The new study shows that burning biomass to produce electricity rather than converting it to ethanol (made from corn kernels or the other parts of the plant, so-called cellulosic ethanol) delivers 81 percent more miles per acre of transportation in electric vehicles than ethanol burned in internal combustion, even taking into account the lifetime costs of the expensive batteries available today. "The input energy to produce an electric vehicle was 1.5 times the energy to produce an [internal combustion vehicle]," Campbell says. "The batteries currently require large energy inputs in the vehicle production component of our life cycle assessment."

On average, looking at a wide variety of source crops (corn kernels to switchgrass), ways to convert plants to energy, and vehicle sizes (ranging from compact cars to SUVs), bioelectricity delivered 56 percent more energy for transportation per acre, even including the fact that making ethanol produces other useful products, such as cattle feed. To take just one example: a small truck powered by bioelectricity could travel almost 15,000 city and highway miles (24,000 kilometers) compared with just 8,000 comparable miles (13,000 kilometers) for an internal combustion equivalent.

From the atmosphere’s point of view, growing biomass to burn in a power plant and using the electricity to move a car avoids 10 tons of carbon dioxide emissions per acre, or 108 percent more emission offsets than ethanol. "One other aspect of the electricity pathway is that most emissions are concentrated in one location, which provides perhaps an opportunity for more control of the emissions," Campbell notes. "It also perhaps locates [other air pollution] emissions in a place where impacts might not be as harmful as where cars are driven today."
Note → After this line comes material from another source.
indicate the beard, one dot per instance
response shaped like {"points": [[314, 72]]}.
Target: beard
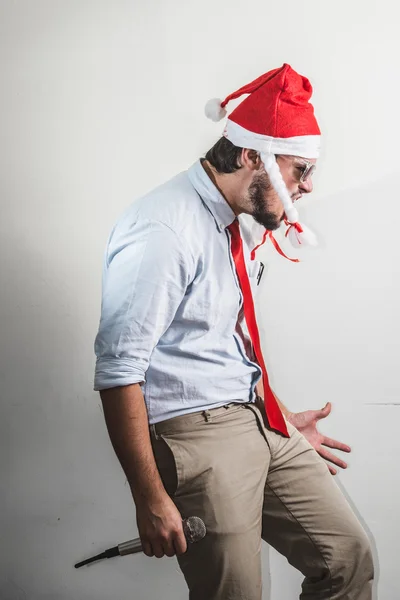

Of course, such a bioelectricity future for transportation would also rely on widespread availability of cars and trucks with batteries and electric motors. "A great deal of innovation must happen in vehicle and power transmission technologies to make that a reality," argues Renewable Fuels Association spokesman Matt Hartwig, an ethanol trade association that owns an ethanol-electric hybrid car. "In the meantime, Americans still need liquid transportation fuels. If the goal is to have more of those gallons come from renewable sources rather than imported oil, fuels like ethanol are the only technologies that are having an impact today."
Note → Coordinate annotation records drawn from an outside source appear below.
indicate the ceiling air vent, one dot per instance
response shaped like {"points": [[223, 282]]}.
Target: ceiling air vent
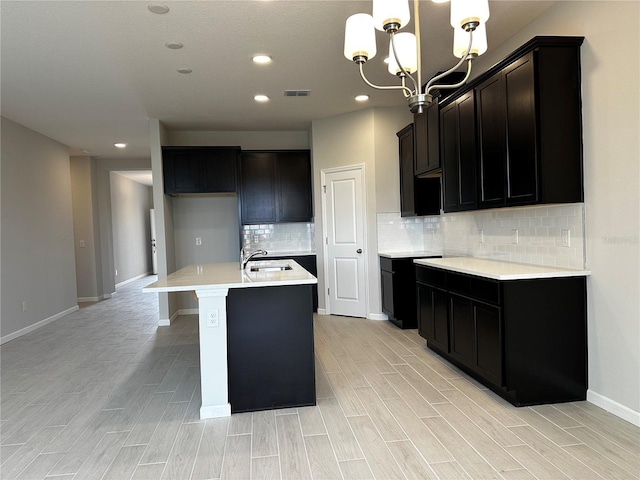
{"points": [[297, 93]]}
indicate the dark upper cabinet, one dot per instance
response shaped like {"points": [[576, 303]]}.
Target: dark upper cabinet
{"points": [[530, 127], [427, 141], [197, 170], [294, 186], [458, 153], [275, 187], [418, 196]]}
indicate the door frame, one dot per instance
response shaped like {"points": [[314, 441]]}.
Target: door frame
{"points": [[360, 167]]}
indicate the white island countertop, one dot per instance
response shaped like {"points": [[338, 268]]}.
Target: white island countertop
{"points": [[412, 254], [229, 275], [499, 270]]}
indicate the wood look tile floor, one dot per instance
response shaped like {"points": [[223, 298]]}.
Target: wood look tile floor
{"points": [[105, 393]]}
He adds: "In theory, you could have a plug-in hybrid with a renewable fuel powered [internal combustion engine] and eliminate the need for petroleum all together."

The Obama administration seems to agree, granting $786 million in 2009 for biofuels research and setting up the Biofuels Interagency Working Group to study how best to meet the renewable fuel standard mandated by Congress that will require increasing the amount of renewable fuels, such as ethanol, to 36 billion gallons by 2022.
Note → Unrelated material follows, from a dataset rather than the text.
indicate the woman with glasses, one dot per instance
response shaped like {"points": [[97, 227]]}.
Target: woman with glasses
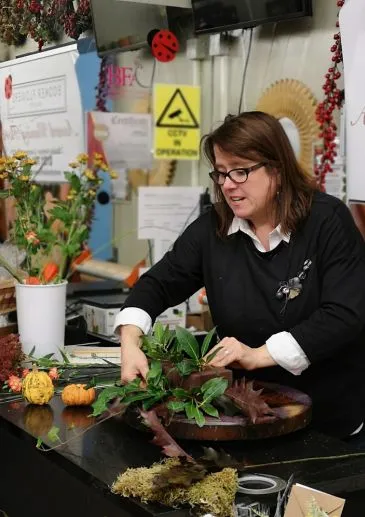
{"points": [[284, 271]]}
But the U.S. Environmental Protection Agency (and the California Air Resources Board) have noted that turning corn into ethanol can actually be a significant source of greenhouse gas emissions and other unintended environmental effects, largely by driving the expansion of agriculture and its attendant pollution—as evidenced by previous studies published in Science.

All use of biomass—whether for ethanol or electricity—runs the risk of displacing food crops, however, as well as the need for large amounts of water. "Both pathways could be totally disastrous if these types of impacts can’t be avoided," Campbell admits. "This is going to be a constrained area of land and amount of biomass, so how much transportation and greenhouse gas offsets can we milk out of this constrained land? It looks like the electricity pathway might get us more bang for the buck."

And burning biomass for electricity while capturing the CO2 emissions from such a power plant can actually result in carbon-negative power generation—taking CO2 out of the atmosphere. "By sequestering the flue gas CO2 at the power plant, the bioelectricity pathway could result in a net removal of CO2 from the air," the researchers wrote, and that could help with the problem of ever-rising levels of the greenhouse gases causing climate change.